O filme conta com um colaborador recorrente de Neil Jordan no elenco. O talentoso Stephen Rea é o que se pode chamar de ator fetiche do diretor, e a parceria entre eles já rendeu até hoje nada menos do que dez filmes. Tudo começou com Angel (idem, 1982), passando por títulos como Fim de caso (End of the affair, 1999), até chegar ao recente Ondine (idem, 2010). Seu Fergus é um profundo poço de incógnitas, que deixa o espectador sempre na incerteza sobre seus desejos, especialmente no que tange ao seu relacionamento escrito por linhas tortas com Jil, por quem nutre um sentimento que não se sabe ao certo classificar. O ator é bastante competente no que faz, o que não impede que ele seja preterido pelos demais cineastas. Seu desempenho em Traídos pelo desejo lhe rendeu sua indicação ao Oscar de melhor ator, a única de sua carreira até hoje, perdida em favor de Al Pacino, que concorria naquele ano por Perfume de mulher (Scent of woman, 1992), o grande favorito daquela edição do prêmio. Trata-se de uma grande injustiça, pois cada fotograma do filme de Jordan se beneficia de sua atuação hipnótica, demonstrando um homem cheio de lacunas e carências que encontra na tortuosidade de seus sentimentos por uma espécie de outsider a razão de viver. Entre idas e vindas, encontros, desencontros e reencontros, as trajetórias dos dois, uma vez tendo se encontrado, tornam-se irremediavelmente entrelaçadas.

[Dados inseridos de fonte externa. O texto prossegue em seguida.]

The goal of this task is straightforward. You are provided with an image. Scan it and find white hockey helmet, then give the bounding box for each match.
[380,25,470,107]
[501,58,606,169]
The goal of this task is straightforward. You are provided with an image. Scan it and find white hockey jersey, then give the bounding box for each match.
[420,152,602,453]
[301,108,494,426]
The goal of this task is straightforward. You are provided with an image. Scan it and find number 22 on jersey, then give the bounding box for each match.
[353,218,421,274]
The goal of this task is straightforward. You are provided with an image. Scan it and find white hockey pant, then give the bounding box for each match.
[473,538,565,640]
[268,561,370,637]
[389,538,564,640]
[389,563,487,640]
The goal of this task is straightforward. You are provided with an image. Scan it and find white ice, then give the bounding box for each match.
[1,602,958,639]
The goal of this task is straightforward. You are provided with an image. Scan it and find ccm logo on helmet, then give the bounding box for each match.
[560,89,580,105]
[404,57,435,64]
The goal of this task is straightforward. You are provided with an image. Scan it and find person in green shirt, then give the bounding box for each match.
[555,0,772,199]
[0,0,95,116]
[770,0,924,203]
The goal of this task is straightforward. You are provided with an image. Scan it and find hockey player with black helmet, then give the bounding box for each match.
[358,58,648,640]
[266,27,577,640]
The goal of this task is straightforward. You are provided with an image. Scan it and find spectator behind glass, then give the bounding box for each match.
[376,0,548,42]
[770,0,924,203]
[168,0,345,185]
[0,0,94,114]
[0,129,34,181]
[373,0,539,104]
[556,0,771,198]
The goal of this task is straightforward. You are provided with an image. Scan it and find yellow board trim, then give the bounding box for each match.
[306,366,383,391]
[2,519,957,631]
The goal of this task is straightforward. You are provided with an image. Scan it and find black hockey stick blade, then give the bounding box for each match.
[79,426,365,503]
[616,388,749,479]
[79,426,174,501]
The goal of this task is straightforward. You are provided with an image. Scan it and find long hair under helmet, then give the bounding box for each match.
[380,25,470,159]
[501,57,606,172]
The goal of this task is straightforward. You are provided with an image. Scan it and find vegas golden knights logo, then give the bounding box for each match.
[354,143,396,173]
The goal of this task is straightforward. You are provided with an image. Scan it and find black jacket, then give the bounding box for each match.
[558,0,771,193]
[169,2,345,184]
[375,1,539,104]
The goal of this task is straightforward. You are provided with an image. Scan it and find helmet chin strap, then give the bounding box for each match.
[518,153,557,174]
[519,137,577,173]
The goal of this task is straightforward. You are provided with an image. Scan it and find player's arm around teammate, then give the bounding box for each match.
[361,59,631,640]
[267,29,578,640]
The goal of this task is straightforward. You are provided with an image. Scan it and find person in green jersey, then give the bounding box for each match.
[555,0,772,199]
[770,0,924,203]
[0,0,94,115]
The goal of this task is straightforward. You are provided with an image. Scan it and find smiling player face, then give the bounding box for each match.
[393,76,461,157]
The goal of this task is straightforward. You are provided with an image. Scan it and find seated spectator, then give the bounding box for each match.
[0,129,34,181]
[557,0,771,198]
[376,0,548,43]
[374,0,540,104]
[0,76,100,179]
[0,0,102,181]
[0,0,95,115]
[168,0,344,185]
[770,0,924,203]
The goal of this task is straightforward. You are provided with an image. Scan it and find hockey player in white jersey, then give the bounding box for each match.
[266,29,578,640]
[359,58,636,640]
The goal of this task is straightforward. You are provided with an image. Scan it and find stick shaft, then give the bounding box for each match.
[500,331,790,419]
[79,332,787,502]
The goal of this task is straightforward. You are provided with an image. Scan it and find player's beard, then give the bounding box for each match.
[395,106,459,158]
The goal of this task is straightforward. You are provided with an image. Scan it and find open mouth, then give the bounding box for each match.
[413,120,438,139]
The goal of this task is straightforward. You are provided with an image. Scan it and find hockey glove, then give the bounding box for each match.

Enigmático, Traídos pelo desejo é um filme que permanece na memória e salta aos olhos como uma história que não descamba para o sensacionalismo ou para as viradas gratuitas de roteiro. Ainda que lide com um certo componente de estranheza na sua narrativa, Jordan demonstra ser hábil para revestir cada acontecimento de uma notória credibilidade, assinalando que a própria vida pode preparar grandes armadilhas das quais não se escapa facilmente. O filme pode ser entendido com um drama sobre a complexidade da natureza humana, bem como das peripécias que se pode viver mediado pelos golpes do coração. Tanto Fergus quanto Jil entram em uma relação de dependência, e esse mutualismo é o guia de seu percurso até que uma nova tragédia, semelhante à que vitimou Jody, venha se abater sobre eles. Na bela alquimia montada por Jordan, também há espaço para uma bela trilha sonora, uma incumbência de Anne Dudley, capaz de gerar poesia em vários contextos, inclusive no plano de abertura que exibe os créditos. As canções vão ao encontro dos espaços e das cenas, e arrematam o enredo algo inusitado e bem pensado por um diretor que merece, muito mais do que uns e outros, um lugar na ribalta.